When Ken Schrader hit the wall in the closing laps of Sunday's NASCAR race at Phoenix International Raceway to setup a green-white-checkered finish, it seemed obvious to everyone that the subsequent restart would likely decide the outcome.
That was what transpired as Carl Edwards appeared to get the jump on Jimmie Johnson and pull away for his first victory in nearly two years.
Johnson, however, took umbrage with how Edwards approached the final two restarts of the afternoon.
"I felt like Carl didn't follow the restart protocol and was slower than the pace car on his last two restarts and it gives the leader a huge advantage when that happens," Johnson said post-race. "You're supposed to wait until you get between the two lines and take off and this was all going on before it."
Edwards saw it differently. In fact, he thought it was Johnson who was trying to play games with him.

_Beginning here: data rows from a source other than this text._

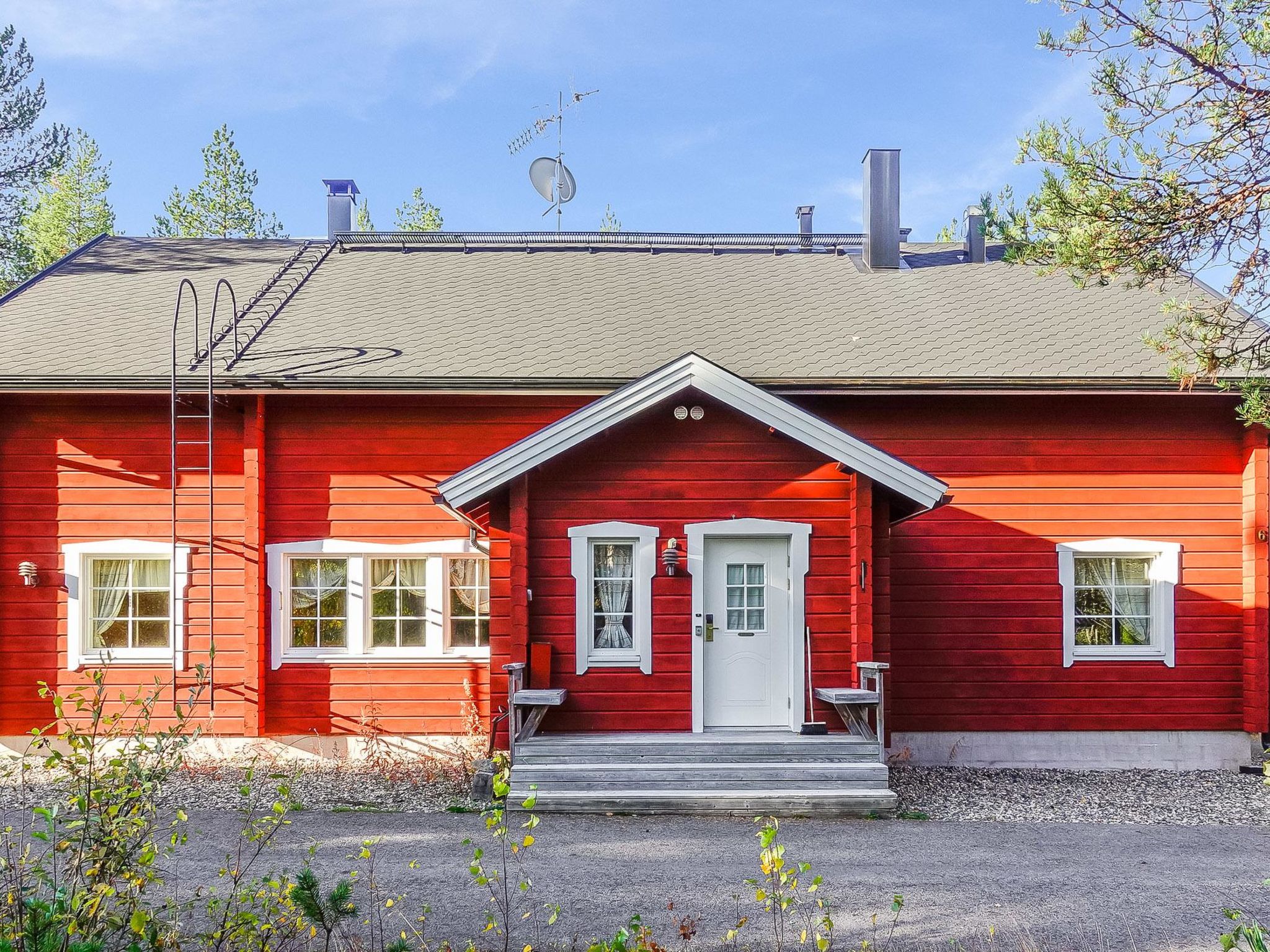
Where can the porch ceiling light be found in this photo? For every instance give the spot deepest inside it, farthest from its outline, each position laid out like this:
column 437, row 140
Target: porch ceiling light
column 671, row 555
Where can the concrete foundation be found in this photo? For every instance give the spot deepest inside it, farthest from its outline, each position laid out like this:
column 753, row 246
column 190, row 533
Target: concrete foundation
column 1085, row 751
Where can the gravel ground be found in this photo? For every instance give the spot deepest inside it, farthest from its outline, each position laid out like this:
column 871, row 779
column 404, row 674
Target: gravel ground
column 1059, row 888
column 1191, row 799
column 419, row 787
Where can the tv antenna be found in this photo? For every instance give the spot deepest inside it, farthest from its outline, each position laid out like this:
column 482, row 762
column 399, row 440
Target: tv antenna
column 549, row 175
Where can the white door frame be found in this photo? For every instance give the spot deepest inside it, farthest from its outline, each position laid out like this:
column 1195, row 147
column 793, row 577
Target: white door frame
column 799, row 535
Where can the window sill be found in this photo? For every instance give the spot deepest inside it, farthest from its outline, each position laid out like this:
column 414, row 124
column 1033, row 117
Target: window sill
column 1086, row 654
column 610, row 662
column 384, row 658
column 87, row 662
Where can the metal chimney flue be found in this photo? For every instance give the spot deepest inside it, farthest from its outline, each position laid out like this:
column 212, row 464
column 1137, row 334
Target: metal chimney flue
column 804, row 224
column 882, row 208
column 975, row 243
column 340, row 198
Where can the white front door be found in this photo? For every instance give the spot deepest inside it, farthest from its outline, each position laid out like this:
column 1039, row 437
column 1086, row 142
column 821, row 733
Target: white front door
column 746, row 662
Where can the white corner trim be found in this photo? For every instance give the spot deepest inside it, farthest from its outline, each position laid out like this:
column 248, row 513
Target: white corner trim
column 711, row 380
column 799, row 535
column 276, row 555
column 75, row 558
column 642, row 598
column 1165, row 575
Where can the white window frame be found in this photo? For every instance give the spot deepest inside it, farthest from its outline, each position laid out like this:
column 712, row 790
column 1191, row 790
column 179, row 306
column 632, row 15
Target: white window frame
column 76, row 562
column 643, row 540
column 1165, row 574
column 357, row 648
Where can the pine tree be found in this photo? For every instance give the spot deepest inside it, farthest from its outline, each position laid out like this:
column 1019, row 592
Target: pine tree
column 610, row 223
column 221, row 205
column 363, row 218
column 418, row 215
column 27, row 154
column 70, row 207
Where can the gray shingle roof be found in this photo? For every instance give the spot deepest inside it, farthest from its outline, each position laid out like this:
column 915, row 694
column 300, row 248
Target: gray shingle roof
column 374, row 318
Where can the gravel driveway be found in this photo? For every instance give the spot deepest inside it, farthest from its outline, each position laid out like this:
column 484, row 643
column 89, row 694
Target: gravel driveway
column 1064, row 886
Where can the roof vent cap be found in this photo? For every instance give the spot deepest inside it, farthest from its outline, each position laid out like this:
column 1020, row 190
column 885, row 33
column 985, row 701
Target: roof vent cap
column 975, row 242
column 340, row 198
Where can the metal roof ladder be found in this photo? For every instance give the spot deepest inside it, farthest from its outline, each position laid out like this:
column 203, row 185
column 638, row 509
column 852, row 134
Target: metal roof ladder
column 192, row 418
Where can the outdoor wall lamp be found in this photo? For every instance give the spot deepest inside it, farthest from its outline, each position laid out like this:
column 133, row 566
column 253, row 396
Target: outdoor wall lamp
column 671, row 555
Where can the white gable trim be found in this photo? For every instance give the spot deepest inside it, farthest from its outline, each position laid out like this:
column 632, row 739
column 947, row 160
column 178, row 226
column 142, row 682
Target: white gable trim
column 711, row 380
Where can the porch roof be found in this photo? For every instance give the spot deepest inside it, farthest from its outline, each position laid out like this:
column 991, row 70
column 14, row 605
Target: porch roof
column 691, row 371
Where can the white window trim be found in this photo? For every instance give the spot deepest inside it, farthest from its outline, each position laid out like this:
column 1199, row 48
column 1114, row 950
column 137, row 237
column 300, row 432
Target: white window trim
column 1165, row 574
column 75, row 562
column 358, row 649
column 643, row 568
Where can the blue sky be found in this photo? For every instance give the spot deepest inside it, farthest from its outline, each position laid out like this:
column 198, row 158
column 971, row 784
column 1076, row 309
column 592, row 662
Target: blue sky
column 710, row 116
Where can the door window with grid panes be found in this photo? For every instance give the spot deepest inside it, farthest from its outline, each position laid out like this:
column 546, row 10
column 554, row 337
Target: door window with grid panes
column 746, row 594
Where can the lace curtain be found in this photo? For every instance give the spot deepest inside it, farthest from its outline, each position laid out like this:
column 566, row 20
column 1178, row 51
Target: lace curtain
column 614, row 583
column 1119, row 588
column 110, row 591
column 313, row 578
column 469, row 583
column 409, row 574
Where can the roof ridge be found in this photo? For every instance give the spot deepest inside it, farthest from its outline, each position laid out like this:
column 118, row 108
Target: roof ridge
column 50, row 268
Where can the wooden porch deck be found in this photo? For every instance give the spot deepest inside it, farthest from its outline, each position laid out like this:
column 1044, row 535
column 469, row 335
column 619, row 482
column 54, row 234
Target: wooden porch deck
column 730, row 772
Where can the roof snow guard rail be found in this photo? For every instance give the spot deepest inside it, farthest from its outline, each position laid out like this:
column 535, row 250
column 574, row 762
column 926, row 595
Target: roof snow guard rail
column 602, row 240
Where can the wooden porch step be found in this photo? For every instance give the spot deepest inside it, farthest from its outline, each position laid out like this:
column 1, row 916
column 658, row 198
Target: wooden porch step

"Usually the guy in second hangs back a little bit and tries to watch, and he pulled up there, and I thought, man, why is he doing that," Edwards explained. "So maybe I was slowing down, but I wasn't trying to. I thought he was speeding up, and I thought it was pretty genius what he was doing because he kind of got me off of my game.
"But truthfully that was not by design. I was not trying to do anything tricky. I thought he was."
Nevertheless, while it may be hard for him to accept, Johnson does have a lot to be happy about. He did finish second in a race where passing was difficult and track position was everything.
More so, accompanied with his win in last week's season-opening Daytona 500, Johnson's fast start to the year has given him an eight point advantage over Dale Earnhardt Jr. and Brad Keselowski, who are tied for second overall.
No matter, though, even as he was happy with how the first two races have unfolded, Johnson still couldn't get over those pivotal two restarts that in his view decided the outcome.
"You're supposed to maintain the speed of the pace car," Johnson said. "I maintained the speed of the pace car and the 99 (Edwards) is dropping back. At some point you can't see the guy to know when he's going to accelerate, and that's the goal of the leader.
"If he can get you looking and get out of your sight and punch it, you never have a chance to recover and that is why the rule states that you're supposed to maintain pace car speed."